2004年12月04日 | パルプ小説を愉しむ
『グリッツ』(エルモア・レナード)で、自家用飛行機を出せと脅されて抵抗したジャッキーに主人公が吐いた台詞。
かつて逮捕した男の逆恨みで撃たれた警官ヴィンセント・モーラがリハビリ兼休暇で訪れたプエルトリコで一人の女と知り合った。彼女は大金持ちの誘いで、アトランティク・シティのカジノホテルでホステスで働くことになったが、高層マンションの部屋から身を投げた。自殺か他殺か。連絡を受けたヴィンセントはNJへ飛び、地元の警官と一緒にフリーで捜査にあたる。ホテル王のトミー・ドノバンと美しく聡明かつ打算的な妻のナンシー。カジノ支配人のジャッキーとボディーガードで元ドルフィンズのラインバッカーだったディリアン。皆一癖も二癖もありながら魅力的な人物。半ばおかま口調で次から次へと迸り出る言葉に負けず頭の中が回転するジャッキーの自己顕示欲旺盛さはこれでもかこれでもかというほど繰り返される。ボディーガードでありながら大胆不敵なヴィンセントに惚れ込み、肩入れするディリアンは身長195cmの巨漢でありながら、頭脳の冴えがみごとな実はインテリ。上司のおしゃべりに適当に付き合いながら冷静に出来事を判断して人物評価を的確に下す。ヴィンセントを助けながら殺人犯を追う。

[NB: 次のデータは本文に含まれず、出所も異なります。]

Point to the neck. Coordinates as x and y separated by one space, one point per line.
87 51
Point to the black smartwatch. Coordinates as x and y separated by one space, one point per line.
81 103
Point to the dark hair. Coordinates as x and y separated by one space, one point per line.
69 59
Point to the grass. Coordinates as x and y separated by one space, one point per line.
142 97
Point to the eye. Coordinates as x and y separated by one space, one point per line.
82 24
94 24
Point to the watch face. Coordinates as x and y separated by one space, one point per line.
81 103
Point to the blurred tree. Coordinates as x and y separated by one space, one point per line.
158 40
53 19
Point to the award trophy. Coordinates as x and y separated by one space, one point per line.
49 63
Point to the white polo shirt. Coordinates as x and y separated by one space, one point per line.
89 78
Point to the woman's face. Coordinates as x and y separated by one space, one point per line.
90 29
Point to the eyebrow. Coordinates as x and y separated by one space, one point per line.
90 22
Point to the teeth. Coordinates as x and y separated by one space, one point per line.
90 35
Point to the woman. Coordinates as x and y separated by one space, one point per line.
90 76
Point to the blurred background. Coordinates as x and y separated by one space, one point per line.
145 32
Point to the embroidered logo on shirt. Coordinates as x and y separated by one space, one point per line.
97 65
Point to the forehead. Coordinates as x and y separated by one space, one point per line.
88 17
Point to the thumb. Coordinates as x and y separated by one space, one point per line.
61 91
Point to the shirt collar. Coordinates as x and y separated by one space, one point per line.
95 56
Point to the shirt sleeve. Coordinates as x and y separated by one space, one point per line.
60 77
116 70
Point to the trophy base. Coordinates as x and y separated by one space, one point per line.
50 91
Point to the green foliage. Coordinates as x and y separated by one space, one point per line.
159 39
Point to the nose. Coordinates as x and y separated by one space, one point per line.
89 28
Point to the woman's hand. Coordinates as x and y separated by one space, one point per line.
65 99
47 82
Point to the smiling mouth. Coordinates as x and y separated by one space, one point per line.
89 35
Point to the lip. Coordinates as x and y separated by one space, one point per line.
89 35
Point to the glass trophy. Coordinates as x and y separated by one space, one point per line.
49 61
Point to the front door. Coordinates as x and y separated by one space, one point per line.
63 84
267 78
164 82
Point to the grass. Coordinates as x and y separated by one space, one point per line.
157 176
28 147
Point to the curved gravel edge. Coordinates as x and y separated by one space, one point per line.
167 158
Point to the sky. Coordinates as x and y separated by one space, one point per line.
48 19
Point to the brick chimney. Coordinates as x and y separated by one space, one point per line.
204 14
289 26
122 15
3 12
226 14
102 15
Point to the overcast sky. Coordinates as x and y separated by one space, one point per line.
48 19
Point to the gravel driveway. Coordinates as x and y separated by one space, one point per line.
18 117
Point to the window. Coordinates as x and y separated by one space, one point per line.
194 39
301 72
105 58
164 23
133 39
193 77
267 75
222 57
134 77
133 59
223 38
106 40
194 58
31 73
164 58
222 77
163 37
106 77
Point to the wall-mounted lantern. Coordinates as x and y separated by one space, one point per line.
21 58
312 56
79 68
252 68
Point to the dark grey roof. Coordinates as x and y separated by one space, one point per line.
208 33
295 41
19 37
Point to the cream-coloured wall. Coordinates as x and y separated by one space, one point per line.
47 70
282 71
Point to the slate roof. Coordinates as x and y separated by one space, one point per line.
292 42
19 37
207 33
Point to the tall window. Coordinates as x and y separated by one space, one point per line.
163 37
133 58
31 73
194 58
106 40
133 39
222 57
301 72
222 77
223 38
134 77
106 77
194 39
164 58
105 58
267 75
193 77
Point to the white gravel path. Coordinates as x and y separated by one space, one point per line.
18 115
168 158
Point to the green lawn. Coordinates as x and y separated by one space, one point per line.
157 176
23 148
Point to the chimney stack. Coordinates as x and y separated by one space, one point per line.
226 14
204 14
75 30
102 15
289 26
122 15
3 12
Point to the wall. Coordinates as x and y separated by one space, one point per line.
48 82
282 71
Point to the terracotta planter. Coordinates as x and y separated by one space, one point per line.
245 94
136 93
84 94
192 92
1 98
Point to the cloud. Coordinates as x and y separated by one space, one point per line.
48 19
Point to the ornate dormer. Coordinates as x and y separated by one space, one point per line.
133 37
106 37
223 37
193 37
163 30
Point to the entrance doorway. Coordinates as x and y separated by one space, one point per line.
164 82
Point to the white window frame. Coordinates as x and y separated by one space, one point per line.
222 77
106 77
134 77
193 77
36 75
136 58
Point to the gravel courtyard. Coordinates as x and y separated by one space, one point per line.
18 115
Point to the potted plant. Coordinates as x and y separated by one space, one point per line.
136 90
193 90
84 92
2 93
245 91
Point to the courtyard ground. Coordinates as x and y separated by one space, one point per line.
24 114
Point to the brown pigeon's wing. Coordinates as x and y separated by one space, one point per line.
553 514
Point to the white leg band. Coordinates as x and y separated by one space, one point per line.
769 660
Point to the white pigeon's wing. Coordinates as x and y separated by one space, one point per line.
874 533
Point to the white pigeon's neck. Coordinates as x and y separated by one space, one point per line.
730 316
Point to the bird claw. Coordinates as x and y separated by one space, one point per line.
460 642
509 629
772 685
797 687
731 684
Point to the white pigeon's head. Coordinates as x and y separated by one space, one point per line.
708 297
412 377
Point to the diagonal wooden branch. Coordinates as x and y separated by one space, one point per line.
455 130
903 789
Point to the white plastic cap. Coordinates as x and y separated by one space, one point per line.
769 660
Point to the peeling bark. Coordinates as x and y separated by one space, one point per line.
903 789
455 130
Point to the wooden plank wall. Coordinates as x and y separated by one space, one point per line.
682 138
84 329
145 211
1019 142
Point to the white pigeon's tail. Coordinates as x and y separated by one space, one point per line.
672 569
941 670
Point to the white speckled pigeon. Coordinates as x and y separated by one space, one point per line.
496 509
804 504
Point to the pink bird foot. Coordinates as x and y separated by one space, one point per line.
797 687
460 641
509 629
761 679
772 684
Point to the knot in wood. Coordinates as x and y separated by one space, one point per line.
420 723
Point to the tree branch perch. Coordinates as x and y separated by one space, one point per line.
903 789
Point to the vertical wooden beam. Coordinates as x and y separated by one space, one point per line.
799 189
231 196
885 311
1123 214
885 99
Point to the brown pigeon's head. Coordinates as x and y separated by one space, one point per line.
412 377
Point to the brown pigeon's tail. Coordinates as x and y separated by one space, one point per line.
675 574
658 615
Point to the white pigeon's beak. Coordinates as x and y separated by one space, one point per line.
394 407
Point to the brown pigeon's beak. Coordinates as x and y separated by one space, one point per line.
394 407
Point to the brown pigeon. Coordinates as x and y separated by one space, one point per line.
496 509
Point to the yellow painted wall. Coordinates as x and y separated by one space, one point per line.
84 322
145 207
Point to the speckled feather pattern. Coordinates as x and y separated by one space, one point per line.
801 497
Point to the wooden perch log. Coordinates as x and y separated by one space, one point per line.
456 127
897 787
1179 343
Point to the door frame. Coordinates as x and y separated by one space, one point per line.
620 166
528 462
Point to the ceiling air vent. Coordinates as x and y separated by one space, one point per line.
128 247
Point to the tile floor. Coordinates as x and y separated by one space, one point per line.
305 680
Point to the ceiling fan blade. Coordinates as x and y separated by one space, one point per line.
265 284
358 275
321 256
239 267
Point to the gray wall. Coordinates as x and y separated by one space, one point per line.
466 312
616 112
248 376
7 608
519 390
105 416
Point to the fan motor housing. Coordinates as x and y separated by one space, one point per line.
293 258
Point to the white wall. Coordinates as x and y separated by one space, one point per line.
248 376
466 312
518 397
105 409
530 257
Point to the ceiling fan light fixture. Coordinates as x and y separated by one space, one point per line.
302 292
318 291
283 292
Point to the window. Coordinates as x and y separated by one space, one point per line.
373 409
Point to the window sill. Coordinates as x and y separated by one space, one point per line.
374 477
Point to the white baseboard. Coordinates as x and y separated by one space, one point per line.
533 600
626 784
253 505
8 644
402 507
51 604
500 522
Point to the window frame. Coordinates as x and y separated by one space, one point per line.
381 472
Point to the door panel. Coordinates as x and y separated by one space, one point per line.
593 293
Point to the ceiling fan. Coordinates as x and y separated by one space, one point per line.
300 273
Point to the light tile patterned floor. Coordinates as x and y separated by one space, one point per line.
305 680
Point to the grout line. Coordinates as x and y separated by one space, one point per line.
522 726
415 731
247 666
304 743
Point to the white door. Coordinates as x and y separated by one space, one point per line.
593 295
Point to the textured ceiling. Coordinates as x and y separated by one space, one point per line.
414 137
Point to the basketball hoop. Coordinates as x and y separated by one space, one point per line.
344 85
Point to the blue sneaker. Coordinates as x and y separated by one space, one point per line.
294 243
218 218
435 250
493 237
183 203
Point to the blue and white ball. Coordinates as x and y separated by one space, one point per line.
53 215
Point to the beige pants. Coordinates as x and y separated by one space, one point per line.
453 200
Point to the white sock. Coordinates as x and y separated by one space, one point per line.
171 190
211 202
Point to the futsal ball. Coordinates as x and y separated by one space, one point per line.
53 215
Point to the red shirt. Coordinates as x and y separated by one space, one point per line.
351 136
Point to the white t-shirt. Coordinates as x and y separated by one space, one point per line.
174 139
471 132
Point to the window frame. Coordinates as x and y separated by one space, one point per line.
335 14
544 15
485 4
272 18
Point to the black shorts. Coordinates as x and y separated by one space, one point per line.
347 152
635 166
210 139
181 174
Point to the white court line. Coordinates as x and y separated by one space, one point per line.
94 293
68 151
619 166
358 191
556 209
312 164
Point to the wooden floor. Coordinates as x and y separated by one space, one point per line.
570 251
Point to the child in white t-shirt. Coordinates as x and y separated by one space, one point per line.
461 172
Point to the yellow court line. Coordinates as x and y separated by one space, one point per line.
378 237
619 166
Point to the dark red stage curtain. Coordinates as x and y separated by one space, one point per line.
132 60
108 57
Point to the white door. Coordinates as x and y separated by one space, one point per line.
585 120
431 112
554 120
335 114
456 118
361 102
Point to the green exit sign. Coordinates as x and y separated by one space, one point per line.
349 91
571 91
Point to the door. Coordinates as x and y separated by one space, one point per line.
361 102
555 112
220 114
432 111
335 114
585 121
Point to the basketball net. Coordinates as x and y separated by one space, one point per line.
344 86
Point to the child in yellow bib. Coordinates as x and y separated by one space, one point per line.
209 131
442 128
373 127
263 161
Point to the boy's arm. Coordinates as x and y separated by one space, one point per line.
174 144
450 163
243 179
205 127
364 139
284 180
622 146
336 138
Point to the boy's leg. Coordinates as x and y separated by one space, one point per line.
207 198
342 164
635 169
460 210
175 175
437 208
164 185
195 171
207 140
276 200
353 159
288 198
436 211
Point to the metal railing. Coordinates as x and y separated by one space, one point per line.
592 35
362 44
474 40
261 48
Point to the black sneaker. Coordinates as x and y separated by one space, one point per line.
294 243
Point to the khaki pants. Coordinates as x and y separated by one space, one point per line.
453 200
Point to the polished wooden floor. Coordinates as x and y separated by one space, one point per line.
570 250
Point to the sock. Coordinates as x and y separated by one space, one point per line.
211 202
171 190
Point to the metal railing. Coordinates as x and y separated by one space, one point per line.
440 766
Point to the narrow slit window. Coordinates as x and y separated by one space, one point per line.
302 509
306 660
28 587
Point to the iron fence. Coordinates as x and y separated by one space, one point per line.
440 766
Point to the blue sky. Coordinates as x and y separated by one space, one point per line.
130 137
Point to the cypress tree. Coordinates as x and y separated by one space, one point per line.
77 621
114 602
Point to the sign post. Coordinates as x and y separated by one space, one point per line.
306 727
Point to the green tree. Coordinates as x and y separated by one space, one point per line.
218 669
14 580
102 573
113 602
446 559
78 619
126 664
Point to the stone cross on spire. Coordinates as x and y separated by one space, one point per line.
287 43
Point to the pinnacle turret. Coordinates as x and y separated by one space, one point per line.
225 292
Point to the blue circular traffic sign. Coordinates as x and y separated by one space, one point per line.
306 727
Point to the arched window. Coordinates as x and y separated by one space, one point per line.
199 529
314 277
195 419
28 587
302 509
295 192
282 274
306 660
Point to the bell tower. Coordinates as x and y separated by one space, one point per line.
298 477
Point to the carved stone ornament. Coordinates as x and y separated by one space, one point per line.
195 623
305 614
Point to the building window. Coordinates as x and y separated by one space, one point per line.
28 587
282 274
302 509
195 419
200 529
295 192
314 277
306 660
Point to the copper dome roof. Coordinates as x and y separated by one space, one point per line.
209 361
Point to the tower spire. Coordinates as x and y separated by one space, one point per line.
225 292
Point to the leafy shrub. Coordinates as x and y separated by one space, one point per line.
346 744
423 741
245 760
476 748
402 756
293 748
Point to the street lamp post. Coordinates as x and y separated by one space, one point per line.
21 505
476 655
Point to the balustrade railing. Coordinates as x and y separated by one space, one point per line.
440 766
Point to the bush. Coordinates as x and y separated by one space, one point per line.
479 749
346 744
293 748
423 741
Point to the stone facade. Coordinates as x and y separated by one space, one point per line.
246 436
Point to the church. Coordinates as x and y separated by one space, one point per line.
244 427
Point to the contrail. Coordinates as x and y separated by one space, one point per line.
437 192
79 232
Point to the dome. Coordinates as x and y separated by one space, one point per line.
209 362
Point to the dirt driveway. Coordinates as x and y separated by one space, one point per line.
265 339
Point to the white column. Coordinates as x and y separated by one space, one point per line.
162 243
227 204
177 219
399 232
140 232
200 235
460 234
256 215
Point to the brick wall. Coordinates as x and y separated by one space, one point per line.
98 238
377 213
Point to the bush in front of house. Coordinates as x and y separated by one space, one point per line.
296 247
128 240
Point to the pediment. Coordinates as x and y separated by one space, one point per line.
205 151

何より見事なのは、ごくさりげない物腰の中に不適な面だましを秘めたヒーローのヴィンセント。物に動ずることなく、冷静客観的に物事を判断。マスクはあまく、39歳の男前はホテル王の妻ナンシーに言い寄らせながらもすげなく扱う。金も女もなにもこの男を操ることが出来ない、心がハードボイルドな警官。読みながらも次の展開が待ち遠しくストーリーというよりも人物の描き方、言葉の交わし方が気になって次々読み進んでしまった。